Ploutarkhos agaknya selalu memikirkan keterlibatan hidup para filsuf dengan dunia politik.[1] Hal ini yang membedakannya dengan Plato yang kurang menekankan etika sikap hidup.[1] Menurut beliau, seorang filsuf (tradisi Stoa seharusnya juga seorang shopis, yakni seseorang yang bukan sahaja mencintai kebijaksanaan, malah berusaha menjadi seorang yang bijak), dan seseorang itu tidak perlu terlibat dalam dunia politik.[1] Namun, penarikan dari kehidupan politik, menurut Ploutarkhos juga tidak diperbolehkan, meskipun ia untuk sementara waktu.[1] Golongan yang hidup dalam keadaan yang baik pasif mahupun menentang politik dianggap sebuah tindakan tercela.[1] Politik bahkan dianggap sebagai suat bidang yang tidak boleh dipermainkan dan suci, mengandung sesuatu yang ilahiah, di mana ia kadangkalanya dideskripsikan dalam istilah "inisiasi" yang dapat dilihat dari petua Plutarch:[1]
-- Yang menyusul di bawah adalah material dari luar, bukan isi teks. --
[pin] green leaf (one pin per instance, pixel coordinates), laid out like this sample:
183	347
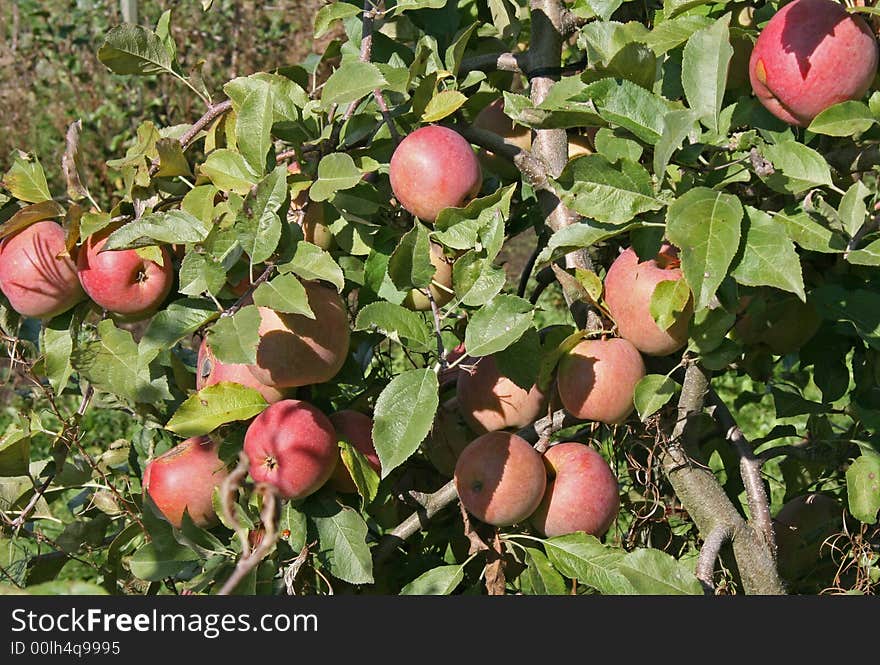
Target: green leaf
595	188
652	393
769	257
443	104
336	171
863	487
704	67
582	557
234	339
410	264
440	581
310	262
258	224
253	128
26	179
844	119
403	416
352	81
284	294
115	364
706	226
498	325
397	323
540	578
229	171
652	572
215	405
797	168
342	537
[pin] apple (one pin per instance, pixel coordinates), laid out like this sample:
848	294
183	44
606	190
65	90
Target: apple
184	478
500	478
295	350
357	429
210	371
629	288
597	378
122	282
582	493
811	55
489	401
36	274
292	446
417	300
434	168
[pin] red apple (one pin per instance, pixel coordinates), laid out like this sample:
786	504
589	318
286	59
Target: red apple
36	274
295	350
629	288
184	478
357	429
489	401
582	493
434	168
122	282
811	55
211	371
596	380
292	446
500	478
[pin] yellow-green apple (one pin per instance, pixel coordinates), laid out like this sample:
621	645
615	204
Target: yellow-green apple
500	478
210	371
597	378
184	478
36	274
295	350
292	446
489	401
434	168
629	288
417	300
582	493
811	55
354	428
122	282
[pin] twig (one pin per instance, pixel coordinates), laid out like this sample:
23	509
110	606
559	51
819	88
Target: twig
705	570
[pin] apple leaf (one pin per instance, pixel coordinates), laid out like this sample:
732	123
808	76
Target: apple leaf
397	323
440	581
215	405
403	416
769	257
653	392
498	325
863	487
706	226
342	538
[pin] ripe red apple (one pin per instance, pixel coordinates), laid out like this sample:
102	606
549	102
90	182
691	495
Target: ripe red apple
210	371
122	282
185	478
417	300
489	401
292	445
357	429
434	168
629	287
597	378
500	478
36	275
811	55
295	350
582	493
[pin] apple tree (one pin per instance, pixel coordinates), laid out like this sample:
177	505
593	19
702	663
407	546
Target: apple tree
497	297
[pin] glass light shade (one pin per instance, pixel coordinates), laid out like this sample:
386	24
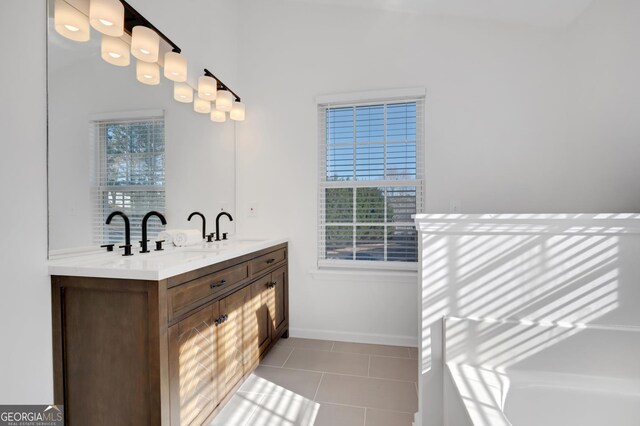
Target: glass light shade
71	23
207	88
107	16
115	51
147	72
218	116
145	44
237	111
175	66
182	92
224	100
201	105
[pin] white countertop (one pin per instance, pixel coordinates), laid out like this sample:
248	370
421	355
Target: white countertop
157	265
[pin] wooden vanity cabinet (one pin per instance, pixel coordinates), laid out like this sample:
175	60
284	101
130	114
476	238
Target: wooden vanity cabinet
193	366
166	352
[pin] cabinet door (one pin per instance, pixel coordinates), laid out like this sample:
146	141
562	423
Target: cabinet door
257	329
231	341
192	366
277	300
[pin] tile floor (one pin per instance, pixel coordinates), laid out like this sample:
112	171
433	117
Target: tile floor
321	383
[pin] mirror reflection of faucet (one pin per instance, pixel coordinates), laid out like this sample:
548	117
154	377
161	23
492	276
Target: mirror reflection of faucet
143	243
127	232
204	225
224	235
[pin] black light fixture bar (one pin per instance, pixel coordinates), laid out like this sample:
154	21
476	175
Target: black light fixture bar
221	85
133	18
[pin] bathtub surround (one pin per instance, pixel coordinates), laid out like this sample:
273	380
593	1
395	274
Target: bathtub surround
566	271
554	385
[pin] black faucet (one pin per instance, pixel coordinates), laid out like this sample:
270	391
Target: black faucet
127	231
218	225
204	222
143	243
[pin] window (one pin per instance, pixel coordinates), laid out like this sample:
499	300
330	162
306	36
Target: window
370	183
130	174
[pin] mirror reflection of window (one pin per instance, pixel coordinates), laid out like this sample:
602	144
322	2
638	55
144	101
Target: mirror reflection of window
129	155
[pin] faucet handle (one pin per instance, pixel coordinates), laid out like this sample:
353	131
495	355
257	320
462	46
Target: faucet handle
127	250
143	246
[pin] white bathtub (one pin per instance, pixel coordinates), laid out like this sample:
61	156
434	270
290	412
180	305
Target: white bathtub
589	378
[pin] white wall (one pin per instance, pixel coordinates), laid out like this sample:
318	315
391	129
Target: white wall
25	313
602	71
496	113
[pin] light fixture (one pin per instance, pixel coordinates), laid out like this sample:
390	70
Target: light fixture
237	111
175	66
107	16
115	51
224	100
182	92
70	22
201	105
207	88
145	44
147	72
218	116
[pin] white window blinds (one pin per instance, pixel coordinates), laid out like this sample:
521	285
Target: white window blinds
129	175
370	183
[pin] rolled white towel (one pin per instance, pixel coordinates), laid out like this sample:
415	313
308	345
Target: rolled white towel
187	237
168	235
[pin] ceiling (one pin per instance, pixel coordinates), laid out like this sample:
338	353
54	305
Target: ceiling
548	13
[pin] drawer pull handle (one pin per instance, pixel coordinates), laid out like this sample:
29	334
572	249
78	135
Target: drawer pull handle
218	284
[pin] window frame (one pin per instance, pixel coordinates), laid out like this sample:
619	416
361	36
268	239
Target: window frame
100	189
324	103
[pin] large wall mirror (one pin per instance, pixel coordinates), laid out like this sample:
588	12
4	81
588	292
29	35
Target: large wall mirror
118	144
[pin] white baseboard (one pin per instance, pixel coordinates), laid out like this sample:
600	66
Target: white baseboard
342	336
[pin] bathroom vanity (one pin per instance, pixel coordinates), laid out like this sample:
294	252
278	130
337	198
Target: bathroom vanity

Negarawan yang sempurna turut campur dalam persoalan publik, mulanya dengan menjadi calon inisiasi, tetapi pada akhirnya dia akan menjadi orang yang mengajar dan menginisiasi (menginspirasi / mengilham) orang lain. Kegiatan politik [siyasah] adalah pengabdian kepada tanah air seseorang, yang bahkan dapat menuntut hak yang lebih tinggi berbanding orang tua seseorang. Negarawan atau warga negara yang baik seharusnya tidak menolak atau meremehkan setiap jawatan awam sekalipun tahap sederhananya, [kerana] setiap jawatan adalah kebaikan yang suci.
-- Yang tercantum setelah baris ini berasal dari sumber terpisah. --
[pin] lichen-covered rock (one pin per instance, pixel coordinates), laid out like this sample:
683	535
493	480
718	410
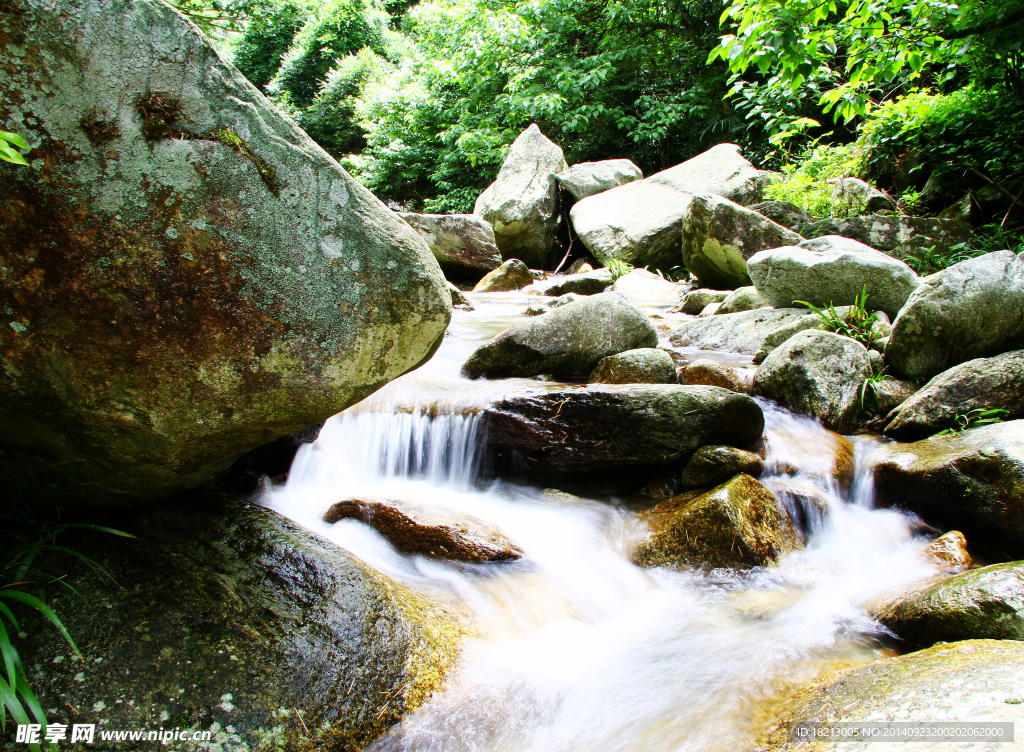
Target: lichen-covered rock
615	432
186	276
641	221
567	341
588	178
972	482
974	308
985	603
832	270
719	236
643	366
522	202
222	614
816	373
463	244
976	679
513	275
983	383
412	530
739	525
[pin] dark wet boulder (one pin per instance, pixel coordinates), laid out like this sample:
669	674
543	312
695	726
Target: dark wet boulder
186	275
Ploutarkhos dalam Praec. 824a-b, 795e, 792e, 816a

Pandangan terhadap etika

Ploutarkhos senada dengan pemikiran Stoa yang menekankan hidup dalam kemandirian prinsip demi kebahagiaan, terlibat politik dalam mencapai kebaikan, melakukan pengabdian kepada negara dan Tuhan melalui hukum ilahi.[1] Baginya, tujuan politik adalah sesuatu yang baik secara moral dan tidak ada yang lain.[1] Kebaikan politik adalah yang paling sempurna dan tak satu pun dari kebaikan yang dianugerahkan Tuhan kepada manusia dapat lepas dari hukum, keadilan dan kekuasaan.[1]

Politik adalah bukan sesuatu bentuk pengabdian (leitourgia) yang mencapai batasnya ketika keperluan dipenuhi habis-habisan, tetapi merupakan jalan hidup bagi makhluk yang mulia dan diciptakan untuk polis dan bermasyarakat, dan pada dasarnya ditetapkan untuk menjalani kehidupan berpolitik, mengejar cita-cita yang baik secara moral dan setiap saat memperlakukan orang lain dengan rasa kemanusiaan.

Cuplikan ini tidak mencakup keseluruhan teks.